I head across the patio. But suddenly something catches my eye. I turn, and instantly I come to a stop with a snarl on my lips.
“Are you fucking kidding me?!”
Ella almost jumps out of her skin. She shrieks and whirls on me, brandishing the spray paint can like mace. I snarl at her. Then my eyes slide up to the big expanse of wall behind her. My jaw clenches. My temper roars.
“You are un-fucking-believable,” I hiss with fury. I slowly shake my head, trying to even comprehend what I’m looking at.
It’s me, again. And it’s obviously me—the face is almost perfect. On the one side, she’s refrained from sticking a dick in my mouth this time. But instead, this time I’m on my hands and knees looking like I’m experiencing peak ecstasy. Behind me, a muscled humanoid looking red creature with wings, horns, a forked tail and a three-foot dick is, well…

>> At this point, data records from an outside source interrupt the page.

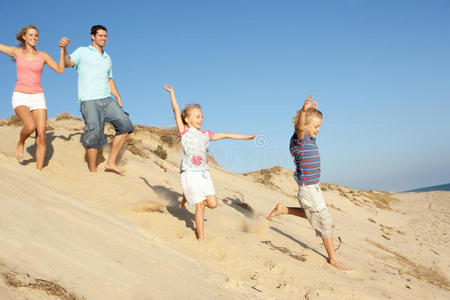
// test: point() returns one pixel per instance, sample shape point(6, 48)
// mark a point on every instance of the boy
point(303, 148)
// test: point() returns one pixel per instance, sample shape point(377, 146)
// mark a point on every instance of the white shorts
point(196, 186)
point(32, 101)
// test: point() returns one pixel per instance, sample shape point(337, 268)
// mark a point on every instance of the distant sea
point(442, 187)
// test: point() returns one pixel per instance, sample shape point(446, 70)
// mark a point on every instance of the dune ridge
point(104, 236)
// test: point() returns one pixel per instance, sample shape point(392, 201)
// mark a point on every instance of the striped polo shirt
point(306, 159)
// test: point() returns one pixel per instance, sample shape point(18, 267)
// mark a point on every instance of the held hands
point(250, 136)
point(169, 88)
point(308, 104)
point(64, 42)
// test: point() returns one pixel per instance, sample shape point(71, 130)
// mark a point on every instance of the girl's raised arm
point(8, 50)
point(176, 109)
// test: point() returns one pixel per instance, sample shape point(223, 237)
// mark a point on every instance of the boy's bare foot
point(182, 203)
point(278, 210)
point(19, 151)
point(114, 168)
point(338, 265)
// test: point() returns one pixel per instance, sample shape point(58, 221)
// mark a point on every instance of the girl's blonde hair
point(187, 111)
point(22, 32)
point(311, 113)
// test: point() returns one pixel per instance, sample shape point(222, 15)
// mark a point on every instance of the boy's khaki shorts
point(311, 200)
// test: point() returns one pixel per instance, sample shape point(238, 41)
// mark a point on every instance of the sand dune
point(104, 236)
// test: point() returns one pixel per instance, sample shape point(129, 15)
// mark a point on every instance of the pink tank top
point(29, 74)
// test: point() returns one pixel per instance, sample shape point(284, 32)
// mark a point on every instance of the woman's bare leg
point(40, 119)
point(29, 127)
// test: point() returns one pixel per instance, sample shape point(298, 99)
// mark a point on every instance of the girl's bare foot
point(278, 210)
point(182, 203)
point(338, 265)
point(114, 168)
point(19, 151)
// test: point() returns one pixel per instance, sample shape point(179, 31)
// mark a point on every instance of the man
point(95, 86)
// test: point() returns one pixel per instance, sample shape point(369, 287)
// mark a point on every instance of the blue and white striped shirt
point(306, 159)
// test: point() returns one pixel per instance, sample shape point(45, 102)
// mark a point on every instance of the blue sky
point(380, 71)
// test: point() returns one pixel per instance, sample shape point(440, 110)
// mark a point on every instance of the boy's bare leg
point(117, 144)
point(183, 202)
point(92, 159)
point(328, 243)
point(281, 209)
point(28, 128)
point(40, 119)
point(199, 220)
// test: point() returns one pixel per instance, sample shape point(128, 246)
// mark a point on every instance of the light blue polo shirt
point(94, 71)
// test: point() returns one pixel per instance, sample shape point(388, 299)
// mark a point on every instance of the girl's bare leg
point(281, 209)
point(40, 119)
point(29, 127)
point(199, 220)
point(183, 202)
point(211, 201)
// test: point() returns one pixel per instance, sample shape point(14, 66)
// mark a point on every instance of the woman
point(28, 98)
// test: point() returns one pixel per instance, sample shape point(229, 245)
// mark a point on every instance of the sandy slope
point(104, 236)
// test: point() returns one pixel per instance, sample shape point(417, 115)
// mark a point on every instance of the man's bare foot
point(19, 151)
point(338, 265)
point(278, 210)
point(109, 167)
point(182, 203)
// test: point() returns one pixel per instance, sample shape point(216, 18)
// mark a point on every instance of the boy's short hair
point(310, 114)
point(96, 28)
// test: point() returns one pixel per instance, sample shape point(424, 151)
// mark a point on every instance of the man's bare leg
point(281, 209)
point(92, 159)
point(328, 243)
point(117, 144)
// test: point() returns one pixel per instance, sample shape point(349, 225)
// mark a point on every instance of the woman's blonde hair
point(311, 113)
point(22, 32)
point(187, 111)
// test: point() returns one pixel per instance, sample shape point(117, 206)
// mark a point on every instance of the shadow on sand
point(305, 246)
point(172, 197)
point(49, 138)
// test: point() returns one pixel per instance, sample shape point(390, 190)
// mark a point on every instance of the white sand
point(104, 236)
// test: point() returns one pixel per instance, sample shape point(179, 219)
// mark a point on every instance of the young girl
point(195, 180)
point(303, 148)
point(28, 98)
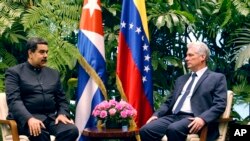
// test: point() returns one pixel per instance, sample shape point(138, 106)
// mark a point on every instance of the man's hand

Having his way with me. Balls deep.
“You,” I snarl at her. She pales and backs away from me.
“Wait, um…”
I storm towards her, fury in my eyes. I’m trying to decide if I’m going to tie her to the fence and call the cops or throw her over my shoulder and march down the precinct myself. But before I can make up my mind, the man in the hoodie with the gun steps out of the shadows.
“Mr. Heath?”
I turn as he raises the gun. There’s murder in his eyes.
“Whoa, hang on…”
“You tore down my fucking building, you fucking prick!” he sneers. “My folks lived in that place for forty-five fuckin’ years, Heath!”
“Calm down,” I hiss.
“Forty-five years!” He steps out of the shadows. He’s brandishing the gun wildly. It’s clear he’s not a professional shooter. But at four feet, I’m not so sure it’s going to make a difference.
“Listen, we can talk…”
“No, no,” he snaps. “I’m done talking! No more lawyers, or your fucking bullshit payoffs. Fuck you!”
He brings the gun up. Ella makes a squeaking sound with her hands over her mouth and her eyes wide. The guy blinks. He yanks his head around to her and he swears.
“Look, let’s talk, man,” I say quietly. “You don’t want to shoot me. With a witness here?”
His jaw clenches. “You’re right.”
I breathe. “Good. Okay, so let’s put the gun down and talk business—”
“No witnesses.”
His gun swings from me to her. I lunge at him without even blinking. My shoulder smashes into him hard. I mean I’m two-hundred-fifty pounds of muscle, and I’m angry. I feel his nose crunch against me. But the gun drops and clatters across the patio.
He hits the wall behind him with a grunt. I snarl at him and raise my fists. But the guy looks at the gun on the ground, then at me between him and it. He turns, and he bolts down the alley. I’m about to chase him down, when I hear a whimper. I turn and my heart sinks.